HeaderGen is (c) Frank F÷hl. This version is PD and may be copied freely, as long as
all files are included and unaltered.
Å Purpose:
Generate header files of C and Assembler source files, and generate C headers from
Assembler sources as well as Assembler headers from C headers.
Å Syntax:
HeaderGen -CtoC [keyword args] <C source> <C header>
HeaderGen -ASMtoASM [keyword args] <ASM source> <ASM header>
HeaderGen -ASMtoC [keyword args] <ASM source> <C header>
HeaderGen -CtoASM [keyword args] <C header> <ASM header>
Keyword options:
-ExtIdent <string> Use <string> to identify external labels (with -ASMtoASM,-ASMtoC)
or to identify external functions/variables (with -CtoC, -CtoASM)
-I <dir>[,<dir>...] Include <dir>s on the include file search path (with -CtoASM)
-via <file> Read extra command line parameters from <file>
Å Limitations and known bugs
Parsing of C source files is not perfect (I haven't bothered to look up the syntax
diagrams), but I think it's now fairly sufficient. If anything goes wrong with
parsing C sources you will get errors or warnings from HeaderGen, as usual.
Bitfields are not supported.
It's possible in C, when declaring variables, to omit a type definition when a
storage class is given, eg. to write "static counter;", where, I suppose, an "int"
is assumed as default. HeaderGen can't cope with this, the type must be given.
(There may be further such obscure abbreviations that aren't handled properly.)
Most preprocessor statements are ignored, only the #include's and #define's are
recognized with the -CtoASM action (see below), the #define's only to a limited
degree.
HeaderGen has no C++ support, but it parses '#ifdef __cplusplus' lines and ignores
the contents of these conditional blocks.
HeaderGen -CtoASM parses all Clib and RISC_OSlib headers fine, with the exceptions
'kernel.h' (because a bitfield is used, urghh)
'signal.h' (hopelessly cryptic function pointer)
'colourpick.h' (silly bracketing)
The length of the words and low level syntax structures scanned in the input files
is limited to 2048 characters, so there might be problems with very long explicit
character strings for example. You'll get a 'word overflow' error if this occurs.

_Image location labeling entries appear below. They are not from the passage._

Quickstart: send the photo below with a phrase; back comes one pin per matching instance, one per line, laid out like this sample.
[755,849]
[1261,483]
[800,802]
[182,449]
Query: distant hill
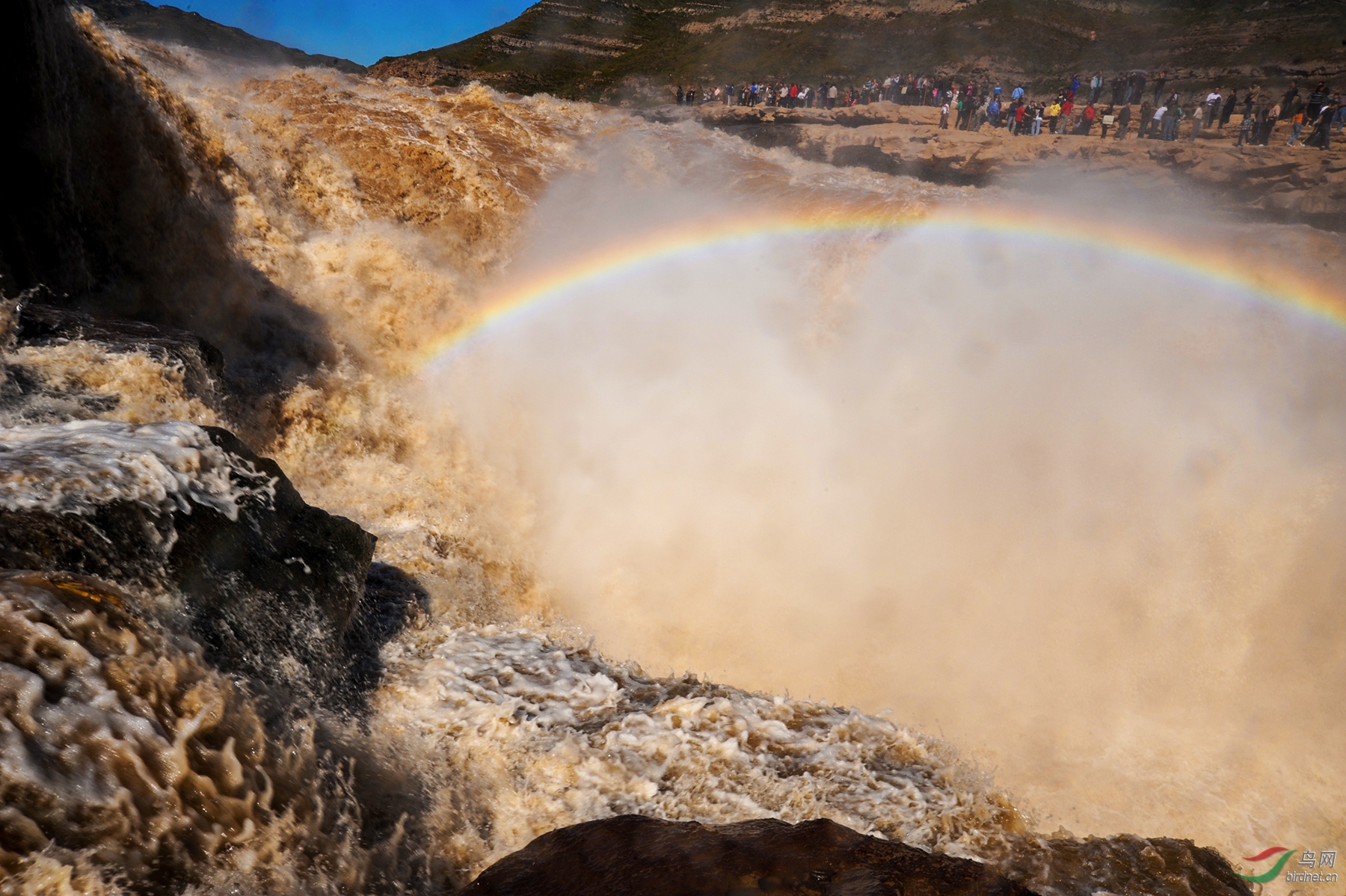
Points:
[634,49]
[170,25]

The number of words in a via-file is limited to 2048.
Å How to use HeaderGen
All four actions have in common that the generated code is appended to the target
file immediately after the first occurrence of the sequence '/* Auto */' (in C files)

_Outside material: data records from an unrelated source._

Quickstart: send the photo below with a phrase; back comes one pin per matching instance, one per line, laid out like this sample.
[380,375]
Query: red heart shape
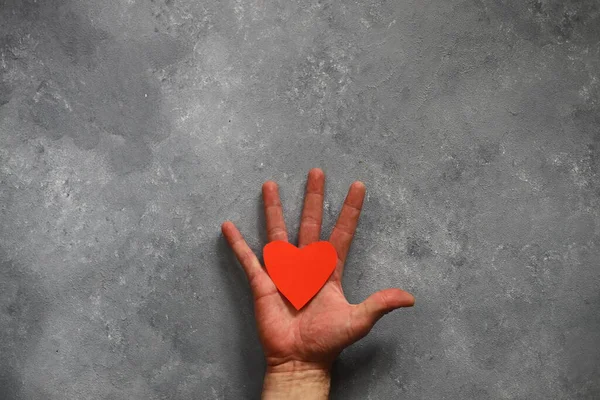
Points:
[299,274]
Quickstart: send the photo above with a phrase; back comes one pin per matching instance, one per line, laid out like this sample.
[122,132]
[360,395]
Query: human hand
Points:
[303,344]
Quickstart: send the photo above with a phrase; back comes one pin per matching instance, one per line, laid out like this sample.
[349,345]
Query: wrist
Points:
[296,380]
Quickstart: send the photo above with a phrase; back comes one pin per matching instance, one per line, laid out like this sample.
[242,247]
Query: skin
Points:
[301,346]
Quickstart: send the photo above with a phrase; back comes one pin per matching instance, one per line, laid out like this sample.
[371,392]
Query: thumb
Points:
[377,305]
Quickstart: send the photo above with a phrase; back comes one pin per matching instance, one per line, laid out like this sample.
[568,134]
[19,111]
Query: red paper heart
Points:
[299,274]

or '; Auto' (in ASM files), deleting everything following it. If the sequence is not
found in the file, then it will be appended along with the generated code. The header
file is generated if it isn't already there.
As there are a few serious limitations with parsing C sources, a method has been
implemented to prevent critical sections of code from being parsed by HeaderGen.
You can disable parsing by writing
#define __headergen_stop
end re-enable parsing by writing
#define __headergen_start
in a C source file. These statements act simply as markers for HeaderGen's scanner.
Note that you don't have to write '#define __headergen_start' at the beginning, the
entire file will be parsed by default.
The makefile skeleton shows how HeaderGen can be effectively incorporated into
makefiles.
The following sections describe the four actions in detail.
HeaderGen -CtoC
===============
generates prototypes of external functions and variables and appends them to the
named C header. This is similar to Zap's MJE_GENERATEHEADER function, however,
unlike Zap, HeaderGen can also handle external variables.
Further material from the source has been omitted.